Your next question comes from the line of Craig Gordon with Cowen & Company. Please proceed with your question.

I apologize for Eric getting in front of me. You know, sometimes you just can't control him. So in terms of the BioThrax extension for the facility, can you -- is that -- the timelines for that, is that 2009 event where you think you can be more specific about that? Or should we think of more details behind that pen war in the 2010 timeframe?

Well, obviously about a year ago before the RFP for rPA, we had envisioned manufacturing BioThrax at large scale in the brand new automated facility. We were all excited about it. But then when the RFP came out, we felt that this asset would be critical in securing a large scale and a large order for rPA manufacturing. Now this facility, as I've mentioned before, is currently dedicated in the pursuit of pre-award activities.

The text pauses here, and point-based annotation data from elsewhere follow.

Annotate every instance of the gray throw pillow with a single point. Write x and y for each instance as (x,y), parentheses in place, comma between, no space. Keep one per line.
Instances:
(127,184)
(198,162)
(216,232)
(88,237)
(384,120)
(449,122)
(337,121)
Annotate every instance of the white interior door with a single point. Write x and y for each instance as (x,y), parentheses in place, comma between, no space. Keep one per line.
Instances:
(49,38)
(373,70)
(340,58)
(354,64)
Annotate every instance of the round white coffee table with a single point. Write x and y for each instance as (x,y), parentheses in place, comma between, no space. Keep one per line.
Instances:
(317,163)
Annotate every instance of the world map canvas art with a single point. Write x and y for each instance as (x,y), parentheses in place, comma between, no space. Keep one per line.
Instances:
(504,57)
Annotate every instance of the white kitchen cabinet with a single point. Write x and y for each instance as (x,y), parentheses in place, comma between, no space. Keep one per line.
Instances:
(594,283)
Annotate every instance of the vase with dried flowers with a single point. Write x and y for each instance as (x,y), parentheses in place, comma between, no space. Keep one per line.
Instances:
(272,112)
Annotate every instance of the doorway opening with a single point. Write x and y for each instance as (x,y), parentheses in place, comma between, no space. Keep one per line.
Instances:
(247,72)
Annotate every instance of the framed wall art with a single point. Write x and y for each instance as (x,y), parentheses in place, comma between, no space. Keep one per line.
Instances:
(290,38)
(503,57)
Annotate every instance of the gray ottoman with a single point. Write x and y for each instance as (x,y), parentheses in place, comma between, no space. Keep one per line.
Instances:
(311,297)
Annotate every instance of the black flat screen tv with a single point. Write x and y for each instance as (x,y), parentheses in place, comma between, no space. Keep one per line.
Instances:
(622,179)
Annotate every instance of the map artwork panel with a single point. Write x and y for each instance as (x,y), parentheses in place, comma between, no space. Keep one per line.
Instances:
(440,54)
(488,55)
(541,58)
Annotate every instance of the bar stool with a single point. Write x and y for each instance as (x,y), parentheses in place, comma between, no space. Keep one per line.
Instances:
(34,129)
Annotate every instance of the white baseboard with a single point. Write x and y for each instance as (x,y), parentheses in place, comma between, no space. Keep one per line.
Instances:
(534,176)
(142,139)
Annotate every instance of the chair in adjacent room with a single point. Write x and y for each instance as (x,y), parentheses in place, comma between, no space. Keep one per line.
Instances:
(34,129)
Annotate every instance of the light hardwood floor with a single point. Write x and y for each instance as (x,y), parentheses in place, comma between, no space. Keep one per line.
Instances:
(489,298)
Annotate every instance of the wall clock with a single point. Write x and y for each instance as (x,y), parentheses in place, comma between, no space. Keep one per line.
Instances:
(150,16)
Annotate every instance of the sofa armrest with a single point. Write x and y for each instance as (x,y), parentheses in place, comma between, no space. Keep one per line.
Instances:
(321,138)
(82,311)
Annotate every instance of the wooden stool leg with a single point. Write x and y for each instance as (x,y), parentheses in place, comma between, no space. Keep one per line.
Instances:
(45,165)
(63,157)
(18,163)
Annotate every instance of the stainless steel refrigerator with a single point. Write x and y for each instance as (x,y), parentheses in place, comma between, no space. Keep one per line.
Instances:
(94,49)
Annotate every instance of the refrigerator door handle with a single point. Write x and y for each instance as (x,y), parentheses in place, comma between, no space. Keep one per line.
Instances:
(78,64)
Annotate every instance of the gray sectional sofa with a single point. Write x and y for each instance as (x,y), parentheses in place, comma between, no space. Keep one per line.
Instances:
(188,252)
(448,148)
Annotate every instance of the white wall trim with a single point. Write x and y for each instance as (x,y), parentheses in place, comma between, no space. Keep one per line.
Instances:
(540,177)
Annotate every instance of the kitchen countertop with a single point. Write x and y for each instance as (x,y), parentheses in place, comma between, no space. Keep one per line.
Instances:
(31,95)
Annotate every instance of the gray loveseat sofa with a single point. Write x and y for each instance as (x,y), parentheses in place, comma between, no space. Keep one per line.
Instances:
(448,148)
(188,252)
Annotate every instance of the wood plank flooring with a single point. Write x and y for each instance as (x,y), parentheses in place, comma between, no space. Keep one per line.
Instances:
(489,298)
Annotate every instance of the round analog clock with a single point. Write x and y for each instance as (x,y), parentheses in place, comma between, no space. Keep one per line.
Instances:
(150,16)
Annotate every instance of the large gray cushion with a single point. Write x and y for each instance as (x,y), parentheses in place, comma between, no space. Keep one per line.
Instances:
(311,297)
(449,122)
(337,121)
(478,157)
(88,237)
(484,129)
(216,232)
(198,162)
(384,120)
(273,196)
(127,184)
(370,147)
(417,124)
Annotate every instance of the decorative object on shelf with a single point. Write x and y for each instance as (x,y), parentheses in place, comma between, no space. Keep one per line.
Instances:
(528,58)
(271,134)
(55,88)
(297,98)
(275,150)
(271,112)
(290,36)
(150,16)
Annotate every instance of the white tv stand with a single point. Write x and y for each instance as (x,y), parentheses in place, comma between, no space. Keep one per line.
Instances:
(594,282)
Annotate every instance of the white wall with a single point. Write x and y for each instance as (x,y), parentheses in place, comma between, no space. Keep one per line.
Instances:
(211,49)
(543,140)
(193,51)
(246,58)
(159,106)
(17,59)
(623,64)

Now, since then and very quickly we looked at other options within our facility and outside of our facility because, as you know -- I don't know if you've been to our facility in Lansing. There's 12.5 acres there with several buildings where we could look at relatively quickly to install additional capacity at the current scale. So we're looking at different options. And as soon as we have a plan that is thought through and finalized, we will update you on that.

Great. And in terms of Typhella, my understanding -- is that still -- are we still waiting for Phase IIb data from the US trial, or has that already gone into Phase IIc in India? Can you just update us on the timelines for Typhella and when see that product going into Phase III, depending on the Phase II data?

Yes, the clinical study report is due to come out next month. So the trial is done here in the United States. And we will, of course, report and publish that. And thereafter, we are planning to take our typhoid vaccine, Typhella, along with Hepatitis B, to an Asian partner. It could be that same Chinese partner. It could be another partner. And with that then, we would gear up for a subsequent clinical trial.

Great. Thank you very much for taking my questions.

Thank you.

And this conclude the question and answer portion of today's call. I will now turn the call back over to Mr. Robert Burrows.

Thank you, Antoine. Ladies and gentlemen, that concludes today's call. And thank you all for your participation. Please note that today's call has been recorded, and a replay will be available beginning later today through the 21 of May. Alternatively, there is available a webcast of today's call, an archived version of which will be available later today, accessible through the Company's website. Again, it's www.emergentbiosolutions.com. Thanks again. We look forward to speaking to all of you in the future. Goodbye.

Thank you for your participation in today's conference call. This concludes the presentation. You may now disconnect. Good day.